Introduction
The InsightFinder team has been working closely with a large financial firm to create an environment that displays the strength of InsightFinder’s Unified Intelligence Engine within the firm’s technology ecosystem. Our system currently receives metric, log, and incident data from different sources. This scenario focuses Elasticsearch and TradeHub. Below, see how the financial firm initially discovered and resolved the problem. Then, review find how InsightFinder’s solution would have helped reduce customer impact and internal technical resources required to identify and resolve issues.
Scenario
An issue occurred in which an LDAP server had been taken out of service, but ElasticSearch had a cached connection to this server. This cached connection caused a “401 Unauthorized” error that would manifest itself in an inability to log in.
Post-mortem
On June 5th, 3 or 4 reports of a failure to log in were received. Refreshing the browser allowed the log-in to occur (based on being connected to a different Kibana server upon refresh). Around the same time, the team also noticed some errors on a rest plugin. This plugin was removed from the LTM and was thought to be the source of the log-in issues.
On June 6th, at around 10 AM Central, more reports came in highlighting a problem. Customers sent emails IT team, reporting that they could not log into Kibana. At this point, it was evident that the initial identified solution did not fix the problem. The team then searched through logs and found an exception. Once the exception is seen, the engineer tried to ping the server. When the ping failed, other elastic servers were checked to see if they are having issues with this IP address. Finally, the LDAP team was contacted, and it was found that the IP address that was being pinged was taken out of service. Once this was confirmed, ElasticSearch was restarted to clear cached connections; ultimately resolving the issue.
Our Solution
On June 5th, at ~10 AM Central, InsightFinder identified a log that had never been seen before and thus added a new pattern to the Global View. This log happens to be an LDAP exception in the Logs and is identified as a Whitelist event as well since this log contains the word “fail.”

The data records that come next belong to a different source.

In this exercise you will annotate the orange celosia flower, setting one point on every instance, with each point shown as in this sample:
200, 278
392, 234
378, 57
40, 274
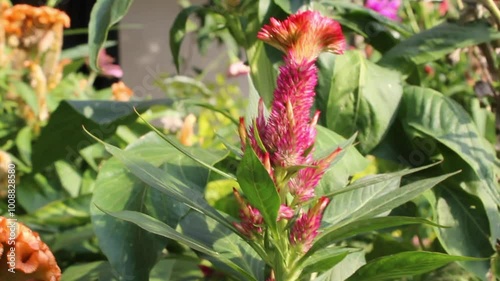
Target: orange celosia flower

All anomalies are given an anomaly score that helps to show the user how serious an anomaly may be. In this example, the LDAPException New Pattern has been given a high Anomaly Score of 360, because it is indeed a newly identified pattern, and the system has also seen this log come through 9 times already. Based on this Anomaly Score, the box on the Global view is colored red to indicate to the user that attention is needed.
When hovering the mouse over the Timeline on the Global View, a context box will appear with a brief breakdown of the anomalies identified at that time (please note the screenshots are from a slightly older version of the interface. For the latest view, sign up for a free trial).
When selecting the “Click for details” button, we are taken to the Events page where we are given much more information about this log, including its actual content.
Here, we can see that an exception has been thrown due to an inability to connect to a server with IP address:
Results
If InsightFinder had been used in the problem management workflow when the problem first occurred, the connection issues with the LDAP server would have been identified and localized 24 hours before the team found it in this scenario – before impacting users. In the future, using InsightFinder, the team will have the tools they need to resolve the issue without the reports from users, or the time and effort expended to manually dig through logs for exceptions.